植物性乳酸菌のこと知っていますか?
飲料が相次ぎ発売され話題
乳酸菌といえばヨーグルトを思い浮かべるように、イメージは「動物性」だった。ところが、カゴメとキッコーマンが相次いで「植物性乳酸菌飲料」を発売。ガ然、「植物性」乳酸菌が注目を集めているのだ。動物性と植物性で何が違うのか? 植物性乳酸菌に詳しい東京農業大学教授の岡田早苗氏が言う。
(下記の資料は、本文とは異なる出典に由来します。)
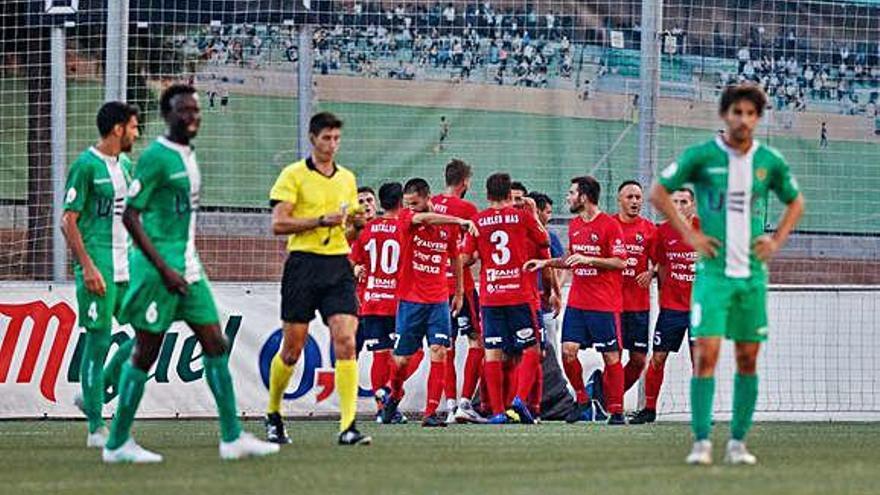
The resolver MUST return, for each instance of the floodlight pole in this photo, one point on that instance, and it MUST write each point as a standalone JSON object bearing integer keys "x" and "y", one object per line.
{"x": 649, "y": 96}
{"x": 116, "y": 67}
{"x": 59, "y": 150}
{"x": 304, "y": 93}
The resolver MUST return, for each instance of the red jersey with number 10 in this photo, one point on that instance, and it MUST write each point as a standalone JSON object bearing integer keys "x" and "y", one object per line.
{"x": 638, "y": 238}
{"x": 507, "y": 238}
{"x": 378, "y": 250}
{"x": 425, "y": 253}
{"x": 592, "y": 288}
{"x": 456, "y": 207}
{"x": 677, "y": 259}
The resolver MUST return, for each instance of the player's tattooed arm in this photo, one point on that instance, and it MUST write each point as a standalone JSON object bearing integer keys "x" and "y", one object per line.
{"x": 440, "y": 219}
{"x": 91, "y": 275}
{"x": 767, "y": 245}
{"x": 174, "y": 282}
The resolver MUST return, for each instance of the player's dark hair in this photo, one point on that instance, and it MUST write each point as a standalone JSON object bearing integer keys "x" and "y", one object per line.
{"x": 745, "y": 91}
{"x": 589, "y": 187}
{"x": 457, "y": 171}
{"x": 115, "y": 113}
{"x": 687, "y": 190}
{"x": 323, "y": 120}
{"x": 390, "y": 195}
{"x": 541, "y": 200}
{"x": 417, "y": 186}
{"x": 519, "y": 186}
{"x": 498, "y": 187}
{"x": 628, "y": 183}
{"x": 170, "y": 93}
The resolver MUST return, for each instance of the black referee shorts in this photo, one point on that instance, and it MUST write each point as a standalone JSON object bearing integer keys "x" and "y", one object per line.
{"x": 314, "y": 282}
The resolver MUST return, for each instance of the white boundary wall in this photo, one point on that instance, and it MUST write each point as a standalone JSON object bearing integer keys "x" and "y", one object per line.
{"x": 819, "y": 362}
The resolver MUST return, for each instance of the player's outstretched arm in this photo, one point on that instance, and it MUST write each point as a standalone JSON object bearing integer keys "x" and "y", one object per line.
{"x": 284, "y": 223}
{"x": 131, "y": 218}
{"x": 429, "y": 218}
{"x": 662, "y": 200}
{"x": 767, "y": 245}
{"x": 91, "y": 275}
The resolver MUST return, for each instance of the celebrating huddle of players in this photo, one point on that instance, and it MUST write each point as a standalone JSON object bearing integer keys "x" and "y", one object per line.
{"x": 397, "y": 280}
{"x": 415, "y": 283}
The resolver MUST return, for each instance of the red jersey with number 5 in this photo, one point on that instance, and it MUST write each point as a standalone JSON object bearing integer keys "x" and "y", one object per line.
{"x": 593, "y": 288}
{"x": 638, "y": 238}
{"x": 456, "y": 207}
{"x": 378, "y": 250}
{"x": 507, "y": 237}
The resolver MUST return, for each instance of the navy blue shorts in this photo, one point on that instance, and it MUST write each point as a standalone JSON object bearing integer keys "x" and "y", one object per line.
{"x": 670, "y": 330}
{"x": 417, "y": 321}
{"x": 509, "y": 328}
{"x": 467, "y": 323}
{"x": 377, "y": 332}
{"x": 634, "y": 329}
{"x": 591, "y": 329}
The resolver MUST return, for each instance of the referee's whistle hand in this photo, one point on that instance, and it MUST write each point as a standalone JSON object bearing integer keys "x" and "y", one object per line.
{"x": 334, "y": 219}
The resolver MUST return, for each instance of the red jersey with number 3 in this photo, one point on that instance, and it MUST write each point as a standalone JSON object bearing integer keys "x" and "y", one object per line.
{"x": 425, "y": 253}
{"x": 677, "y": 259}
{"x": 593, "y": 288}
{"x": 638, "y": 238}
{"x": 378, "y": 250}
{"x": 507, "y": 238}
{"x": 456, "y": 207}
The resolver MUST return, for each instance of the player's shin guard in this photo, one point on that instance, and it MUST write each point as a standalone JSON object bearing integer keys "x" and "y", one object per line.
{"x": 279, "y": 378}
{"x": 575, "y": 374}
{"x": 91, "y": 376}
{"x": 494, "y": 386}
{"x": 131, "y": 390}
{"x": 114, "y": 369}
{"x": 436, "y": 378}
{"x": 537, "y": 392}
{"x": 745, "y": 395}
{"x": 613, "y": 385}
{"x": 473, "y": 368}
{"x": 414, "y": 362}
{"x": 450, "y": 380}
{"x": 631, "y": 374}
{"x": 527, "y": 372}
{"x": 509, "y": 368}
{"x": 702, "y": 395}
{"x": 653, "y": 382}
{"x": 217, "y": 375}
{"x": 346, "y": 387}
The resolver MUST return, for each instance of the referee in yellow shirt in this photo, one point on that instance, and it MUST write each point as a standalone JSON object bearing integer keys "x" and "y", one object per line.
{"x": 313, "y": 201}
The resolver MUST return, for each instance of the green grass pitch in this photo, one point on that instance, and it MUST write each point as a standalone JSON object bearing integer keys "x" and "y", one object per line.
{"x": 40, "y": 457}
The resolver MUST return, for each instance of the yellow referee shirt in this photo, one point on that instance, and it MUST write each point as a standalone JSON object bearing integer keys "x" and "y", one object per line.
{"x": 313, "y": 194}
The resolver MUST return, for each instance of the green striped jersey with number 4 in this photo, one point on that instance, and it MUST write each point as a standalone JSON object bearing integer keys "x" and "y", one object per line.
{"x": 732, "y": 193}
{"x": 165, "y": 190}
{"x": 97, "y": 185}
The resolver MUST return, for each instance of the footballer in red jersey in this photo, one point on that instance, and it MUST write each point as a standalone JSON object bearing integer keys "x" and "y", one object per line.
{"x": 429, "y": 241}
{"x": 507, "y": 235}
{"x": 376, "y": 259}
{"x": 467, "y": 321}
{"x": 596, "y": 257}
{"x": 638, "y": 238}
{"x": 676, "y": 260}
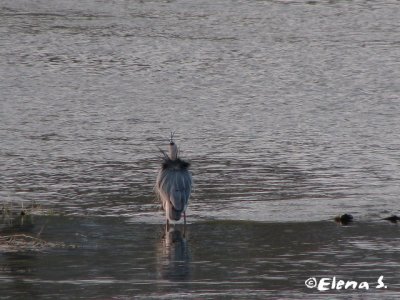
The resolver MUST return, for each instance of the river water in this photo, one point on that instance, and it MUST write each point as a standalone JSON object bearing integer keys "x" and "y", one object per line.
{"x": 287, "y": 111}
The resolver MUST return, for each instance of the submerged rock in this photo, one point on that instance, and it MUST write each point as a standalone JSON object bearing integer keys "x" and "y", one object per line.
{"x": 392, "y": 219}
{"x": 344, "y": 219}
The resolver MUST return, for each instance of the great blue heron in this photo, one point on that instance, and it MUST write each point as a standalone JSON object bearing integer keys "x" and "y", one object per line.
{"x": 174, "y": 184}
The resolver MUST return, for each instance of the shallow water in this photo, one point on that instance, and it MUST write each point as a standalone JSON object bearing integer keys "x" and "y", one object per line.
{"x": 287, "y": 111}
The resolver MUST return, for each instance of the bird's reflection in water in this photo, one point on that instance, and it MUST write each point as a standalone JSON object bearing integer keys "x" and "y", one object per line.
{"x": 174, "y": 255}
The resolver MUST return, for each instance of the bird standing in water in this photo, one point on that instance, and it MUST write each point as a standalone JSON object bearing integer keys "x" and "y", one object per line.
{"x": 174, "y": 184}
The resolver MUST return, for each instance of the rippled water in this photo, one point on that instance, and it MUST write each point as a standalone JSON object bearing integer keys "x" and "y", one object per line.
{"x": 287, "y": 110}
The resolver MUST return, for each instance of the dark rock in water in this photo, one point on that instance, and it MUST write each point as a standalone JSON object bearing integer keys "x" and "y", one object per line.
{"x": 392, "y": 219}
{"x": 344, "y": 219}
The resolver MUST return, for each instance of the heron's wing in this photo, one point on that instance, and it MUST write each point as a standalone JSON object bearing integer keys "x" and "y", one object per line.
{"x": 174, "y": 186}
{"x": 180, "y": 189}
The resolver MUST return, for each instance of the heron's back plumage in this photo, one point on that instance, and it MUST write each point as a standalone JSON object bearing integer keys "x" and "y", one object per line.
{"x": 174, "y": 185}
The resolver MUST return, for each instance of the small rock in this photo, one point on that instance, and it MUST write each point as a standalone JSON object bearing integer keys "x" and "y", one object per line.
{"x": 344, "y": 219}
{"x": 392, "y": 219}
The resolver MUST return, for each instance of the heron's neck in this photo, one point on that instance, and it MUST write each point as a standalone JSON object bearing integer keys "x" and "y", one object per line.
{"x": 173, "y": 152}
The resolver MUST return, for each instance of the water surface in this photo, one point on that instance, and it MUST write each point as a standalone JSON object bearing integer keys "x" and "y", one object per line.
{"x": 287, "y": 111}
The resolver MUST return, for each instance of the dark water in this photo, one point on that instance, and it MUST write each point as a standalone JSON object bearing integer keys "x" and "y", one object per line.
{"x": 287, "y": 110}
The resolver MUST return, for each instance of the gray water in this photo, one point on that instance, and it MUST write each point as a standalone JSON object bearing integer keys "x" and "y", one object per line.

「乳酸菌は糖分をエサに乳酸を作り出す細菌の総称です。牛やヤギなどの動物の乳にある乳糖をエサにするのが動物性乳酸菌。これに対し、大豆、米、麦などの植物にあるブドウ糖やショ糖、果糖など糖分をエサにするのが植物性乳酸菌です。動物性乳酸菌は50種類ですが、植物性乳酸菌は200種類に上ります」
この種類の多さによって、植物性乳酸菌は幅広い健康パワーが期待されているのだ。
「植物性乳酸菌の健康パワーは菌全体に等しく備わっているのではなく、同じ種類でも一つ一つの株(個体)によって違います。抗アレルギー作用を強く示す株があれば、免疫力を高める効果と抗がん作用を併せ持つ株もある。病原性大腸菌のO―157の働きを抑える株も発見されているし、高脂血症改善効果のある株も確認されています。未解明の株がほとんどで、効果の詳細は計り知れません」(岡田教授)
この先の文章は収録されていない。